To make up for straying so far into smug territory, I'll note that we were eating at a pizza place when this conversation took place. Another new study by Tammy Allen, a psychology professor at the University of Florida, finds that telecommuting is associated with fewer family dinners that consist of fast food. If you can work at home, you can cook. This isn't my excuse, I confess. I just run out of energy at some point in the week. I took heart that even Kaufman, who seems uber-organized and dedicated to a point beyond reach, admits that after making it to Tuesday with her weekend prep cooking, she comes up with a quickie meal on Wednesday and then calls timeout on Thursday for take-out night. Phew.
In my less-impressive homemaking, every week includes a meal of basic bean burritos and even more basic pasta. And maybe that's a good thing, because my family fits the familiar time-use pattern: My husband pulls his weight in many ways, but he doesn't take primary responsibility for shopping and making dinner. He assists. And so I understand the wary skepticism of Wall Street Journal blogger Sue Shellenbarger, who writes in response to Jacob's findings, "As someone who's been in charge of family dinners for many years, I'd argue that dinners hold no magical power to vaccinate mothers against stress. In fact, the opposite may seem true to many women who still shoulder nearly all the work required to get dinner on the table." Excellent reason to keep it simple.
And then, it seems, we should hang in there, not only for our kids but because a hassled family dinner is apparently better for mothers than no family dinner at all. The women Jacob studied reported that family dinner helped them feel less work-family conflict, even if they still worked long hours. Men didn't share in this reaction, on average. It would surely be a good thing if more fathers got a similar lift from walling off the dinner hour from the office. But for now, I'm glad that at least we mothers do.

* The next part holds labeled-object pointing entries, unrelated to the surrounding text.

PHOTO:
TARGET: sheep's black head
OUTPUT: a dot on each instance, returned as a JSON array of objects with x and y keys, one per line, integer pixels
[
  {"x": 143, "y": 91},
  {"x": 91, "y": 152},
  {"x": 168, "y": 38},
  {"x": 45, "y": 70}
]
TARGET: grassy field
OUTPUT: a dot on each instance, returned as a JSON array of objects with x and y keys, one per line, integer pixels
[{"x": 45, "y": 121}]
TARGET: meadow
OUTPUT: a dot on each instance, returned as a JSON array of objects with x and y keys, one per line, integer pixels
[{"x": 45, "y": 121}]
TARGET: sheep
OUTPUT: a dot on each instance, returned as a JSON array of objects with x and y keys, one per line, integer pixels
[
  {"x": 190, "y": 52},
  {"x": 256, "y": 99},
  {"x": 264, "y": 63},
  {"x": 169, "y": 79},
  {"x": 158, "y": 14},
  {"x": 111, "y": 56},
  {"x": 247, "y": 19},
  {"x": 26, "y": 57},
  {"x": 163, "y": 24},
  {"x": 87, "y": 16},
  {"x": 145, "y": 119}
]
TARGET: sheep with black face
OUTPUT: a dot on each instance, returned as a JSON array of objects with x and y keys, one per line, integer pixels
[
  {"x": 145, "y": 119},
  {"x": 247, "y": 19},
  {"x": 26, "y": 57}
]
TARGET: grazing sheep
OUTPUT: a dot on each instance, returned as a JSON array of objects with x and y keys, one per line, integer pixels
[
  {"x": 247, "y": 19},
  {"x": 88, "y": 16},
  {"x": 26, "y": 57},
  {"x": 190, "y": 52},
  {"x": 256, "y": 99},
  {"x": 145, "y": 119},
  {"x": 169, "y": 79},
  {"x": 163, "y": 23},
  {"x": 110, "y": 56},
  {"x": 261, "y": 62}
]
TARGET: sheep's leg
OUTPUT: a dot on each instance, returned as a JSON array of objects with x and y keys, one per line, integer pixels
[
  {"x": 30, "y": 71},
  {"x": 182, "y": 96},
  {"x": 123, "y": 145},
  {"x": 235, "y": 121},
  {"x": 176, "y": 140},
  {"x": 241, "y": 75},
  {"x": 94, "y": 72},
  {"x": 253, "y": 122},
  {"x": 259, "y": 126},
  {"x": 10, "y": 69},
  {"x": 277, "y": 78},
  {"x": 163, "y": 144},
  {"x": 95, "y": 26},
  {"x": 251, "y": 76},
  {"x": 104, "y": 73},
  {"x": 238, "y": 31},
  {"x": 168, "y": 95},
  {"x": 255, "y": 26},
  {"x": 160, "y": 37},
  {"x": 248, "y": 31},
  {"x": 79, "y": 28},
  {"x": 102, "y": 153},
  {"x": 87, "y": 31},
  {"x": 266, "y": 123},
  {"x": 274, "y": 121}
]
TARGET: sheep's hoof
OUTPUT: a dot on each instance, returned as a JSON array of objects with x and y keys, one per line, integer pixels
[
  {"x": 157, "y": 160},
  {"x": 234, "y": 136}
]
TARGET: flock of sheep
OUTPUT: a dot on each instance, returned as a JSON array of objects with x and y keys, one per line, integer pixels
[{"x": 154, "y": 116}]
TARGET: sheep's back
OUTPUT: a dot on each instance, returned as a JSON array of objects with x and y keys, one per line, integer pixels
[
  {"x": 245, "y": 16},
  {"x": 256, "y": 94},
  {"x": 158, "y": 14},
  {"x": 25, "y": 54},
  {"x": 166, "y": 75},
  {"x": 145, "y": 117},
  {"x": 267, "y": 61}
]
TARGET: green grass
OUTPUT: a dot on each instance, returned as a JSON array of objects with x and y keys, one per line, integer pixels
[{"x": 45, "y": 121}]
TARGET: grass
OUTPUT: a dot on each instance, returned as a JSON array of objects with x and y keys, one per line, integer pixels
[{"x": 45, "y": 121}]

Periodically my husband and I talk about instituting a weeknight off from family dinner—one in which we put the kids to bed and then cook ourselves something fancier. But we rarely manage it. I'm too addicted to cleaning up the kitchen and moving on with my evening. That may be just as well. Jacob points out that research about other habit-forming behavior shows a noticeable jump in the effect of doing something fewer than three times a week and doing it three or more times. Regularity matters. Maybe the family dinner is all about getting into a rhythm: a steady drumbeat of mess, munching, and musing. Tonight, Simon said, "I don't hate tomatoes. I just don't like them." Then he ate a slice of one. And a piece of cucumber with sea salt. It made my end of day.